Let us build a house where all can dwell,
And no one feels left out,
Where preachers never preach on hell
And folk are free to doubt.
Full of councils and committees
To see each smiling face;
Smaller governments have governed cities,
All are welcome! All are welcome! All are welcome in this place!

Let us build a house where hands will clap,
At every choral song;
And give us jokes that make us laugh
And make no sermon long.
Every day it's Marty Haugen,
Sung by Sister Margaret Grace,
Hey that Entrance Song is really rockin',
All are welcome! All are welcome! All are welcome in this place!

Thursday, May 2, 2013

What is a teacher? What is the point in learning Latin?

I was asked these questions a couple years back by a colleague in grad school. I recently dug up my response, which I thought might serve as an interesting discussion-starter.

So, you posted this a while ago. Back then, I felt like writing a reponse, but didn't. Now, I don't feel like writing a response but will anyway.

A teacher is, simply put, an extension of the parent. Basically, it takes a LOT to raise up a human and halfway-decent child, and most parents don't have what it takes. Among the skills that most parents don't have, usually, education tops the list. Some parents are excellent teachers, but most aren't, so they ask other people to give 'em a hand. 

Now, there are higher, deeper meanings for the word 'teacher.' A teacher in the truest sense is someone who has ideas of their own and wants to share them with others. But most of us aren't that, and if we were when we started at UMASS, it is likely that the reality of the job quickly crushed any such idealistic notions. And, basically, it's an impossible ideal, because there's only one fellow who ever came up with something truly new, and we aren't Him. 

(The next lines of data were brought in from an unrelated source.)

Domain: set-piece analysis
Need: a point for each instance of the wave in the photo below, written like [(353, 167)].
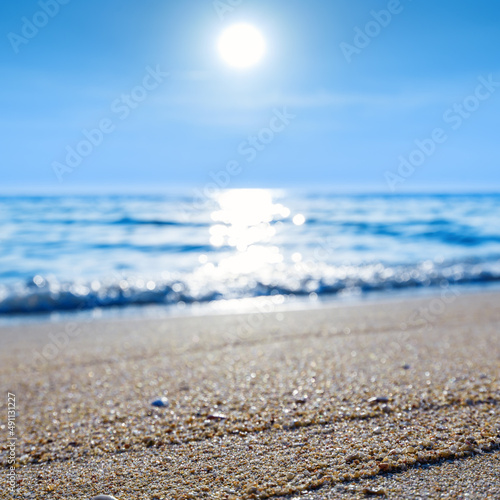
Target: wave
[(40, 295)]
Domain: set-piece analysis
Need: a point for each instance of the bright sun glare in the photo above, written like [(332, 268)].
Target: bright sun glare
[(241, 45)]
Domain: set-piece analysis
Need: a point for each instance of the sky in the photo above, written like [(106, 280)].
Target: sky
[(387, 95)]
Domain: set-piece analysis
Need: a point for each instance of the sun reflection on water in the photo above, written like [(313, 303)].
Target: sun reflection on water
[(245, 221)]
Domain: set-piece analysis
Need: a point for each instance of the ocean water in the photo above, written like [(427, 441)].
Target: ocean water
[(77, 253)]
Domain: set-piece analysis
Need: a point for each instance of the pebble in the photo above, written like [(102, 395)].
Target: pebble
[(376, 400), (161, 402)]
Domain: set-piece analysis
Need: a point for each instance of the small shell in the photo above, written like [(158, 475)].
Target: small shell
[(161, 402)]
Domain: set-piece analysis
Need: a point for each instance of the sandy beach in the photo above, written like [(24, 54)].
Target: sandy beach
[(396, 399)]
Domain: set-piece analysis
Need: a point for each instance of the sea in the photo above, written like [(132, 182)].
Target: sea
[(190, 251)]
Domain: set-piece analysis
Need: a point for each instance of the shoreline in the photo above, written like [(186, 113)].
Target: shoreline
[(246, 305), (333, 402)]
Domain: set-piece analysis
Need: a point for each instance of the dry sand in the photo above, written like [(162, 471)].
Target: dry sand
[(392, 399)]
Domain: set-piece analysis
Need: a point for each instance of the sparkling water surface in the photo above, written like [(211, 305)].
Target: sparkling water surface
[(70, 253)]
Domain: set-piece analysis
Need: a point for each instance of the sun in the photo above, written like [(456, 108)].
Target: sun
[(241, 45)]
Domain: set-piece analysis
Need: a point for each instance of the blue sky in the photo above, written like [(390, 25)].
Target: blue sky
[(359, 101)]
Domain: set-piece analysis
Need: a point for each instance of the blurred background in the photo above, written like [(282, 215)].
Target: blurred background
[(358, 155)]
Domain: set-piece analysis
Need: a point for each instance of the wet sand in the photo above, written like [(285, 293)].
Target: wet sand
[(396, 399)]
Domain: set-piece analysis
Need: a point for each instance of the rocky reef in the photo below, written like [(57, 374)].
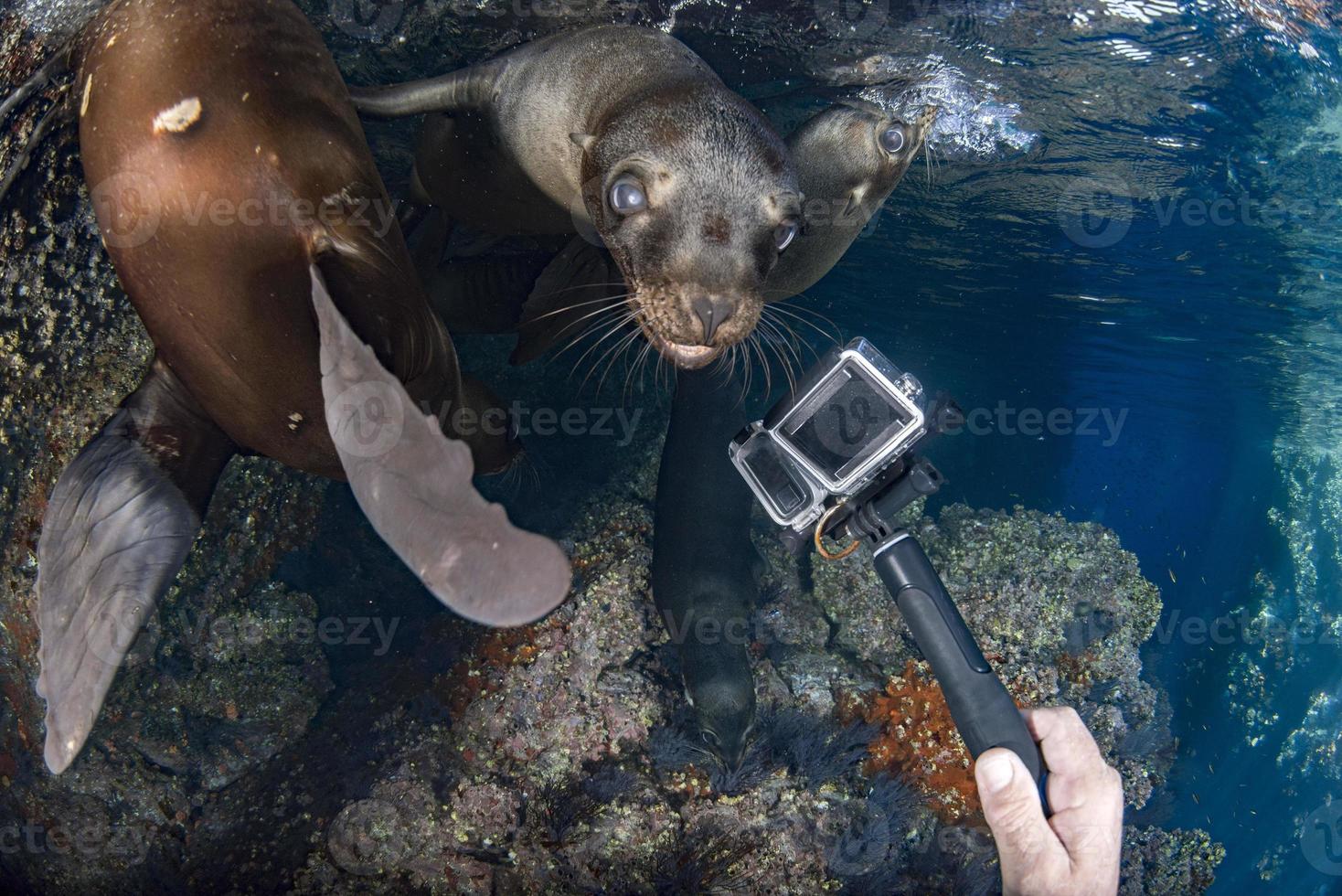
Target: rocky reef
[(557, 758)]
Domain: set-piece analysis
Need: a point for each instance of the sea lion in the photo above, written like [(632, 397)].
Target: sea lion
[(849, 157), (624, 132), (229, 172), (703, 562)]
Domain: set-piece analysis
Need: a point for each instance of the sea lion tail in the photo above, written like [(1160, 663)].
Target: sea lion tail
[(117, 528), (413, 485), (463, 91)]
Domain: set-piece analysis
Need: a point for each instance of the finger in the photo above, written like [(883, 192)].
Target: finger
[(1026, 843), (1064, 741)]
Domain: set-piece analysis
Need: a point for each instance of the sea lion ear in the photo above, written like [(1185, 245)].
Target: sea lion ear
[(413, 485)]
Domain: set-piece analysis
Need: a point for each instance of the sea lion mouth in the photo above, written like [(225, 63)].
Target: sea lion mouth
[(686, 357)]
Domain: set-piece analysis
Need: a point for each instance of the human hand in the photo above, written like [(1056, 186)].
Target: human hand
[(1077, 850)]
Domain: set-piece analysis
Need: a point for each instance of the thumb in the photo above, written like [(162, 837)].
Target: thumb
[(1014, 813)]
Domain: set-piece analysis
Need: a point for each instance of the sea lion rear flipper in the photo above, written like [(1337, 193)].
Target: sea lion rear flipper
[(117, 528), (570, 296), (413, 485), (455, 91)]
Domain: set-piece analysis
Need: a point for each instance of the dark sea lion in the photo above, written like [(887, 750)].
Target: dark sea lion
[(849, 157), (703, 562), (232, 187), (625, 132)]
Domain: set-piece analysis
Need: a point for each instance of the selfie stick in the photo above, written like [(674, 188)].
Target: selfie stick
[(980, 706)]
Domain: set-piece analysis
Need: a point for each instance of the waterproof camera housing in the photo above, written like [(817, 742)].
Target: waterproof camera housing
[(849, 417)]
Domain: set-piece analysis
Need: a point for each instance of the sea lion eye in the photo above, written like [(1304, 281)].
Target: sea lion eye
[(892, 138), (627, 196)]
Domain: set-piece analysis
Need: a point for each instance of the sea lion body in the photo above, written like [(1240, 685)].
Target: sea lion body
[(250, 176), (544, 138), (240, 204), (703, 563)]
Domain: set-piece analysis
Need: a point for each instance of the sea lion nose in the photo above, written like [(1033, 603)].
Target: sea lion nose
[(713, 312)]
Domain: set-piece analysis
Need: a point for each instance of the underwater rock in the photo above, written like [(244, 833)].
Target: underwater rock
[(573, 770), (1167, 861)]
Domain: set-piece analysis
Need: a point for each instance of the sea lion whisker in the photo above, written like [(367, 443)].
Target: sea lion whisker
[(610, 326), (782, 339), (612, 353), (611, 332), (764, 361), (792, 313), (570, 307), (622, 357), (771, 336)]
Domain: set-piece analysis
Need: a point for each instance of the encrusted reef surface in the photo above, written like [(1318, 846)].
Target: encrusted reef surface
[(557, 757)]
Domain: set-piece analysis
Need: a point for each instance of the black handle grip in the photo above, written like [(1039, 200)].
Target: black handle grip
[(984, 712)]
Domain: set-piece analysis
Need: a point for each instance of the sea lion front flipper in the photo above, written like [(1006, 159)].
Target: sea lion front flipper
[(413, 485), (570, 296), (117, 528)]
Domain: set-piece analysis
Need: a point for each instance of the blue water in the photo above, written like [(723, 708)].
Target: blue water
[(1185, 313), (1216, 338)]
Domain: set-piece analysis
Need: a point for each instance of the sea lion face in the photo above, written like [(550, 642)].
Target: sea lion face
[(849, 157), (868, 151), (694, 201), (725, 712)]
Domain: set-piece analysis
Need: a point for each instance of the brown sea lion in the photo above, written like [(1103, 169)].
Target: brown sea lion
[(625, 134), (240, 203)]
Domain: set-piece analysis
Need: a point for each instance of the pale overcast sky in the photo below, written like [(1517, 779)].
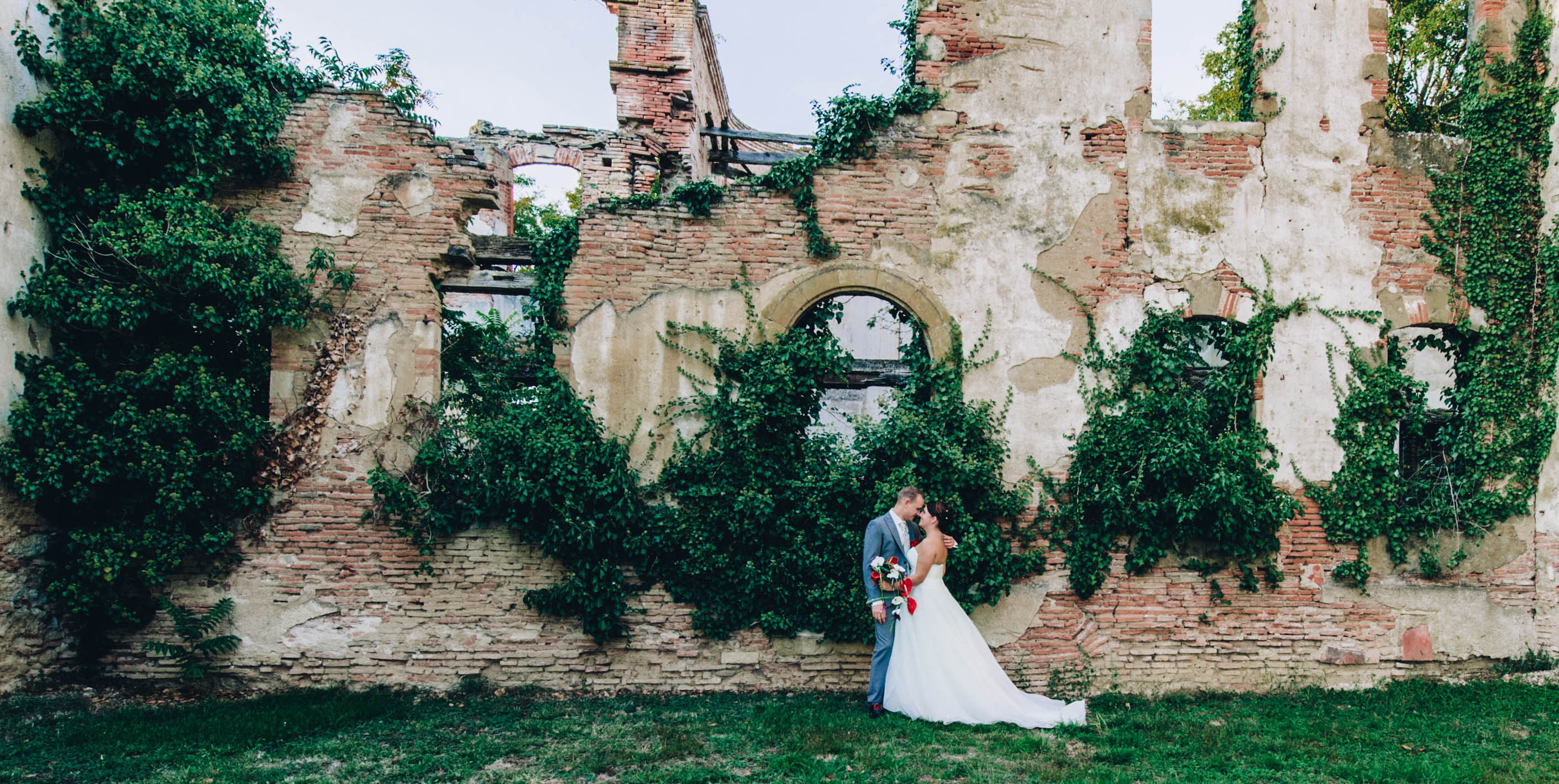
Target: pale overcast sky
[(526, 63)]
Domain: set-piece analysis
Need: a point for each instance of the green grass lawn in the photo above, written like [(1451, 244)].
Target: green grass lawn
[(1408, 732)]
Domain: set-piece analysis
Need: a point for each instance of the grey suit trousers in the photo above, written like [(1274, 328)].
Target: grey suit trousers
[(880, 657)]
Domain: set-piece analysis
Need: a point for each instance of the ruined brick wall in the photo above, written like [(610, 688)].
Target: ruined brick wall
[(977, 208)]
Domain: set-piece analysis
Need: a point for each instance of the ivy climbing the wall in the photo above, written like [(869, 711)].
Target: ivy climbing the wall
[(766, 515), (1488, 234), (1171, 457), (846, 127), (138, 434), (757, 518)]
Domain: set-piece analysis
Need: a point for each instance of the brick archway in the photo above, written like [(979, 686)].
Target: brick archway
[(542, 153), (849, 280)]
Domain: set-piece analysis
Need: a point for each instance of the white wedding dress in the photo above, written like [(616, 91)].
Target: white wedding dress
[(942, 671)]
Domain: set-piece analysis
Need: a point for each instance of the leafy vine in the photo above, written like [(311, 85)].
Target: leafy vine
[(846, 127), (138, 435), (1488, 234), (1171, 457)]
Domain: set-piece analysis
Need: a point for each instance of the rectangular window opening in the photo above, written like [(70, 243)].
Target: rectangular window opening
[(1193, 78)]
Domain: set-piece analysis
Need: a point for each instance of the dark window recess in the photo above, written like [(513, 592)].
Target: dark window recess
[(1422, 451), (495, 276), (869, 373), (1196, 378)]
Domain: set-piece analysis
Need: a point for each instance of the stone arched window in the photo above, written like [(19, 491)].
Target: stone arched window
[(870, 312), (876, 334), (1210, 334)]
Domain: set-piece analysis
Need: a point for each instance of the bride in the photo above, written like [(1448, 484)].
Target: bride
[(942, 671)]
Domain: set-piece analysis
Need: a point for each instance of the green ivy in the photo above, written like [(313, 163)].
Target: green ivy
[(532, 459), (1488, 234), (699, 197), (755, 519), (1171, 457), (764, 515), (846, 127), (138, 435)]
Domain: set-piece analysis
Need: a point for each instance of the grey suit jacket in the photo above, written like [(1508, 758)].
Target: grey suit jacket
[(881, 540)]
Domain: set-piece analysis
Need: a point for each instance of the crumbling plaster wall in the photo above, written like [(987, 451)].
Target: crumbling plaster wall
[(1041, 158)]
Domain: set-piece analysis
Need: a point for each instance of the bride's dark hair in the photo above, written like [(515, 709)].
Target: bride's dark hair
[(942, 513)]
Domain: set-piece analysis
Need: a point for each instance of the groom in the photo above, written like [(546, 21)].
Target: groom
[(888, 536)]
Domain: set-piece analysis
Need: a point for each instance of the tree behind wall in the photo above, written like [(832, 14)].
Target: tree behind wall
[(138, 437), (1425, 50)]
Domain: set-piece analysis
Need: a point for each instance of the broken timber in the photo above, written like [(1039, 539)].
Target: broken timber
[(501, 267)]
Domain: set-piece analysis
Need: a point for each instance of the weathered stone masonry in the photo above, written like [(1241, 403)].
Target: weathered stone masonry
[(1041, 158)]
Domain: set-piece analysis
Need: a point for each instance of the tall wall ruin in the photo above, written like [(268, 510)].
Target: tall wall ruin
[(1042, 156)]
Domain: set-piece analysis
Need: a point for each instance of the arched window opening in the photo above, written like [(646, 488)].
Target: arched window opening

Now, let's get back to the other half of your question. "What is the point of learning Latin?" The fact is, in my humble opinion, there ISN'T a point for most people to learn Latin. The point of learning Latin, in its most limited academic sense, to gain an in-depth understanding of the Romans and subsequent Latin-speaking cultures. That limits the academic need for Latin to a few archaeology geeks and a few anthropology majors. 

But there is a wider, non-academic need to learn Latin. Latin is the language of a culture (actually, multiple cultures) which continues to have significance for SOME of the world's population today. Connection with that tradition allows those people to root themselves and develop a deeper sense of self-identity ("autochthony" in Heideggerian terms). For some people, e.g. Roman Catholics, that cultural heritage is so significant that the language remains in active use even to the present day.

To me, however, that makes teaching Latin in most public schools (I would except those in Europe) the equivalent of forcing students in Antarctica to take lessons in water skiing. Learning an ancient language is simply too difficult to be justified, when such brain power could be used on something more applicable or local, such as regional languages. 

As for the notion that learning Latin helps with a plethora of other skills, the evidence is too questionable. I am comforted everyday by knowing that the students to whom I teach the "Lingua Latina" also use it everyday, or at least have the opportunity to do so, in the context of the traditional Roman Liturgy.